Cuando el reloj le indicó que había pasado el tiempo adecuado, decantó el líquido aún caliente en una botella de cristal forrada de esparto. Cogió su capa y abrió la puerta para ir a curar a su pequeño.

—Joseph. ¿Dónde vas con tanta prisa?

La sangre se heló en sus venas y un escalofrío le dejó paralizado.

Varios hombres bloqueaban el paso. Reconoció a casi todos, incluido el hombrecillo de ojos de ratón que le suministraba los libros. Tres guardias enfundados en uniformes negros como la noche completaban el grupo. El padre Galen, el monje rojo que guardaba la fe en El Robledal volvió a hablar mientras le empujaba con suavidad de regreso al interior.

—Me han llegado noticias preocupantes, Joseph —dijo el monje, moviendo la punta de su nariz ganchuda al hablar. Sus penetrantes ojos oscuros brillaban bajo la capucha roja de su túnica y parecían capaces de leer en su alma lo que su boca se negaba a revelar.

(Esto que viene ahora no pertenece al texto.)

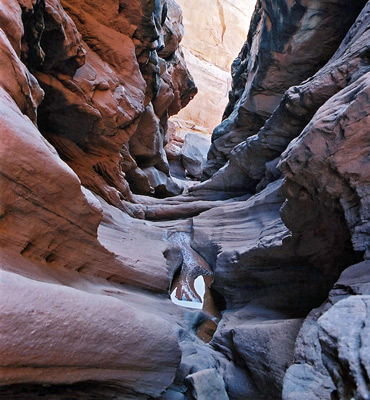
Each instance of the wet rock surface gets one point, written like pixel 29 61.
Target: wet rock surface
pixel 93 249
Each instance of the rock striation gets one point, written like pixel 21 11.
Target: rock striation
pixel 280 230
pixel 214 32
pixel 287 43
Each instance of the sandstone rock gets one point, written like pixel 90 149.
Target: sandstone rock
pixel 282 49
pixel 266 251
pixel 207 384
pixel 313 375
pixel 194 153
pixel 214 33
pixel 89 338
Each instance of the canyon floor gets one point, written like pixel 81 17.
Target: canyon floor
pixel 131 267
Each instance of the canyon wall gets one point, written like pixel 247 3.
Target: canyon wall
pixel 279 229
pixel 214 33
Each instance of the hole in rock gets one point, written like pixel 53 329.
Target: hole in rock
pixel 191 286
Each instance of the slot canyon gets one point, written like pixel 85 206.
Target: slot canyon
pixel 185 200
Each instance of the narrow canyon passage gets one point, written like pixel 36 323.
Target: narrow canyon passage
pixel 172 231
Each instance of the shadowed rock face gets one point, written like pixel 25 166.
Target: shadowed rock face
pixel 287 43
pixel 283 227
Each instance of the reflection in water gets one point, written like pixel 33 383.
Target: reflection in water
pixel 187 298
pixel 191 288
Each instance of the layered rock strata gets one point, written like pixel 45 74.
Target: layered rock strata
pixel 85 287
pixel 214 33
pixel 287 43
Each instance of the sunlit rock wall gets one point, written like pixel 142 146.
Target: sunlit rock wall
pixel 214 33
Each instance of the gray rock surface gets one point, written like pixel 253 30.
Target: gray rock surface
pixel 194 153
pixel 207 384
pixel 327 352
pixel 287 43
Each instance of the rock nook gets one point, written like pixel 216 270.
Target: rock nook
pixel 96 235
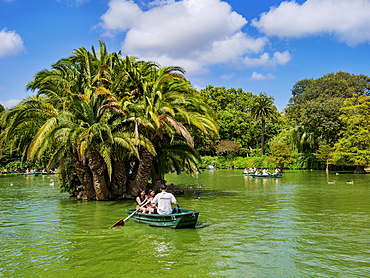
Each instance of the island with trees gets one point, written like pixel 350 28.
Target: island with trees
pixel 114 124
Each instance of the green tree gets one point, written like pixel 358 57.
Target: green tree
pixel 109 114
pixel 353 147
pixel 315 104
pixel 263 108
pixel 325 153
pixel 281 154
pixel 229 148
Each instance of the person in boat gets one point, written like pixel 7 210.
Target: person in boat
pixel 140 200
pixel 164 201
pixel 151 208
pixel 265 172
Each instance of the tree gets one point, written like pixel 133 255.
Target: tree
pixel 281 154
pixel 263 108
pixel 353 147
pixel 229 148
pixel 315 104
pixel 109 114
pixel 325 153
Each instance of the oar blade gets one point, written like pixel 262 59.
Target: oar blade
pixel 119 223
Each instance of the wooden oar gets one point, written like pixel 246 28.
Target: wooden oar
pixel 121 222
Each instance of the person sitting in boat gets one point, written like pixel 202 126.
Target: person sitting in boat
pixel 140 200
pixel 164 200
pixel 151 208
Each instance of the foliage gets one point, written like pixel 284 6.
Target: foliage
pixel 325 153
pixel 314 108
pixel 263 108
pixel 233 110
pixel 228 148
pixel 353 147
pixel 281 154
pixel 110 116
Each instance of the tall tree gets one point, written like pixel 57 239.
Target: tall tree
pixel 315 104
pixel 263 108
pixel 353 147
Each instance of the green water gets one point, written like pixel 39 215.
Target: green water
pixel 296 226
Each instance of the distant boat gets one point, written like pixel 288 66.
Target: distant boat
pixel 269 176
pixel 31 174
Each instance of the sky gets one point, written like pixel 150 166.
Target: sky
pixel 259 46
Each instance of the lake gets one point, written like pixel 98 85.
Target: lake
pixel 296 226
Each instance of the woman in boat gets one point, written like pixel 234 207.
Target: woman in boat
pixel 140 200
pixel 151 206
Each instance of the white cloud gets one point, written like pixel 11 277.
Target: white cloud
pixel 349 20
pixel 260 77
pixel 279 58
pixel 190 33
pixel 10 102
pixel 10 43
pixel 228 76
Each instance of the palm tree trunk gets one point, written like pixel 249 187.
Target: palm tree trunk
pixel 143 173
pixel 83 174
pixel 263 137
pixel 119 179
pixel 96 165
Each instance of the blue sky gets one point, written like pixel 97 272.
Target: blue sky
pixel 259 46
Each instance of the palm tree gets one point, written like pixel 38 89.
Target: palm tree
pixel 167 105
pixel 263 108
pixel 104 112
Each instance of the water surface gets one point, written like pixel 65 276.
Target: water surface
pixel 296 226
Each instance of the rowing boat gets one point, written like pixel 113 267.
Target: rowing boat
pixel 269 176
pixel 186 218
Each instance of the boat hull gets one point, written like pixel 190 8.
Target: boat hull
pixel 267 176
pixel 185 219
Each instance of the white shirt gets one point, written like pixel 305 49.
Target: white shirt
pixel 164 201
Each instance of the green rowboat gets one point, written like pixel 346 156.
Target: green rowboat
pixel 186 218
pixel 269 176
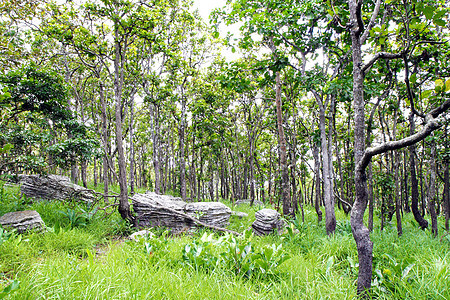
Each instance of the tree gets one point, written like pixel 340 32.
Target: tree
pixel 359 34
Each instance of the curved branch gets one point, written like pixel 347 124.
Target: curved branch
pixel 431 125
pixel 375 13
pixel 385 55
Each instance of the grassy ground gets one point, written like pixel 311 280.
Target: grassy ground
pixel 95 261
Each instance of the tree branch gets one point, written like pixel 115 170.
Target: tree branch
pixel 384 55
pixel 431 125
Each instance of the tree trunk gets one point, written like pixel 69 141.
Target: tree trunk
pixel 414 184
pixel 124 205
pixel 182 149
pixel 360 232
pixel 398 203
pixel 432 191
pixel 317 182
pixel 156 147
pixel 285 192
pixel 132 164
pixel 104 140
pixel 447 194
pixel 330 218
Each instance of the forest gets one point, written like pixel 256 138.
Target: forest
pixel 333 113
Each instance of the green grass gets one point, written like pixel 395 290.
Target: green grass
pixel 96 262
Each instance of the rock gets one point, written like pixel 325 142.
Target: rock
pixel 54 187
pixel 22 220
pixel 211 213
pixel 239 214
pixel 151 211
pixel 247 201
pixel 267 221
pixel 143 233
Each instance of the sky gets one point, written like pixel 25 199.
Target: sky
pixel 205 7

El monje hizo una seña a los guardias, que comenzaron a revolver la casa. El hombre de ojillos de ratón sonreía como una alimaña mientras ponían la casa patas arriba.

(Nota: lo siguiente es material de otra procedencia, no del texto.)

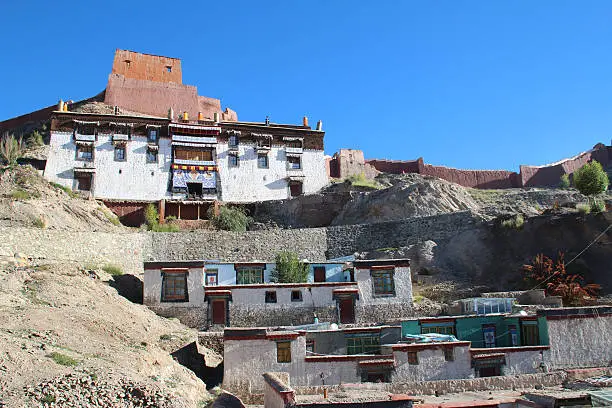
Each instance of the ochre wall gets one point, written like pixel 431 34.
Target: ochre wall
pixel 147 67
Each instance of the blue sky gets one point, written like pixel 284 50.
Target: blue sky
pixel 468 84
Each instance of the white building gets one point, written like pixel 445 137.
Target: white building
pixel 129 161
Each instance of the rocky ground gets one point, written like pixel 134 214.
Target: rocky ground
pixel 27 199
pixel 68 339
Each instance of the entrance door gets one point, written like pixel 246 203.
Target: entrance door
pixel 319 273
pixel 347 310
pixel 218 312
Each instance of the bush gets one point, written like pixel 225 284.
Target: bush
pixel 229 218
pixel 63 359
pixel 113 270
pixel 515 222
pixel 289 268
pixel 598 206
pixel 591 179
pixel 583 208
pixel 11 149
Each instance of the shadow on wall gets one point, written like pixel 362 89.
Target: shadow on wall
pixel 128 286
pixel 190 357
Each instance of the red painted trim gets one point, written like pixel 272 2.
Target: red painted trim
pixel 286 285
pixel 581 316
pixel 508 349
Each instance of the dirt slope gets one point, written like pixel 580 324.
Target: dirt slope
pixel 118 348
pixel 27 199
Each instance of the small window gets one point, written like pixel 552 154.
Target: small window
pixel 84 153
pixel 120 153
pixel 152 136
pixel 271 296
pixel 383 283
pixel 233 160
pixel 174 287
pixel 262 161
pixel 283 352
pixel 294 163
pixel 151 155
pixel 449 354
pixel 413 358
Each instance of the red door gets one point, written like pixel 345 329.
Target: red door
pixel 319 273
pixel 218 311
pixel 347 310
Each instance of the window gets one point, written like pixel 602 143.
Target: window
pixel 413 358
pixel 365 344
pixel 529 333
pixel 233 160
pixel 120 153
pixel 248 275
pixel 151 155
pixel 294 163
pixel 193 154
pixel 152 135
pixel 174 287
pixel 262 161
pixel 212 277
pixel 449 354
pixel 283 352
pixel 85 152
pixel 383 283
pixel 270 296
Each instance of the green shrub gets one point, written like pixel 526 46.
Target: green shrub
pixel 583 208
pixel 113 270
pixel 591 179
pixel 289 268
pixel 11 149
pixel 515 222
pixel 598 206
pixel 20 195
pixel 63 359
pixel 229 218
pixel 564 182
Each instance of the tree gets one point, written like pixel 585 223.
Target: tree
pixel 558 282
pixel 591 179
pixel 289 268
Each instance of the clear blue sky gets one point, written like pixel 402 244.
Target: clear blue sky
pixel 469 84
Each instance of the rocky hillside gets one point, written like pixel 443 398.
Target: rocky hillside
pixel 27 199
pixel 68 338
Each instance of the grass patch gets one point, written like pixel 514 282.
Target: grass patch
pixel 515 222
pixel 113 270
pixel 360 180
pixel 583 208
pixel 20 195
pixel 64 189
pixel 63 359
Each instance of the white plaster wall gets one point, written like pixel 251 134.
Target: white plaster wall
pixel 584 342
pixel 433 366
pixel 315 296
pixel 524 362
pixel 152 284
pixel 244 362
pixel 403 288
pixel 138 180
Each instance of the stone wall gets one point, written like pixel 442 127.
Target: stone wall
pixel 98 248
pixel 348 239
pixel 310 244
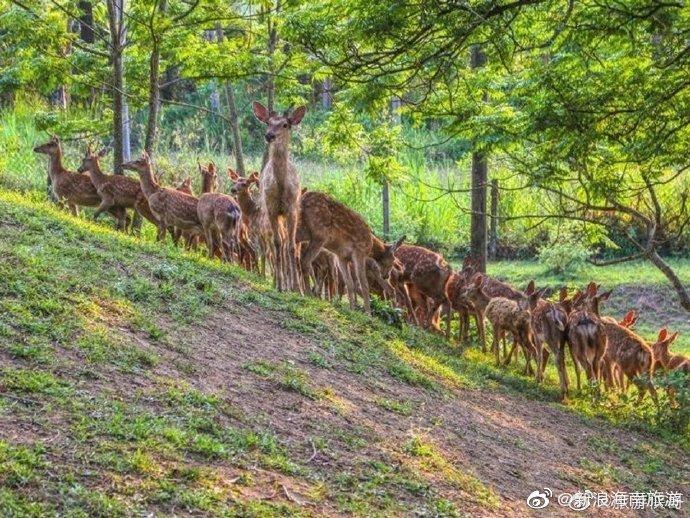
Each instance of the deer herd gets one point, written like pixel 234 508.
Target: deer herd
pixel 317 245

¡Cuidado, por favor! —acertó a rogar con un hilo de voz mientras volcaban estanterías, levantaban jergones y derribaban muebles. Uno de ellos pateó el caldero, esparciendo su contenido por el suelo.

El monje se acuclilló para olerlo.

—Un preparado interesante… ¿Es hipérico lo que huelo?

—Así es, padre Galen.

¿Un remedio para tu hijo?

Joseph asintió aferrando con fuerza la botella con el remedio, gesto que no pareció pasar desapercibido al monje.

¿Dónde aprendiste a prepararlo?

Joseph se encogió de hombros.

—Puedo… interrogar a la sanadora al respecto si es necesario…

¡Ella no sabe nada!

—Entonces, repetiré la pregunta —enarcó una ceja y se acercó a él como un depredador, enseñando los colmillos al hablar con tono monocorde—. ¿Dónde has aprendido a preparar este remedio?

Guardó silencio, incapaz de encontrar una excusa creíble. Miró al hombrecillo de ojos de ratón, que seguía sonriendo. Se sintió tentado de estrangularle allí mismo.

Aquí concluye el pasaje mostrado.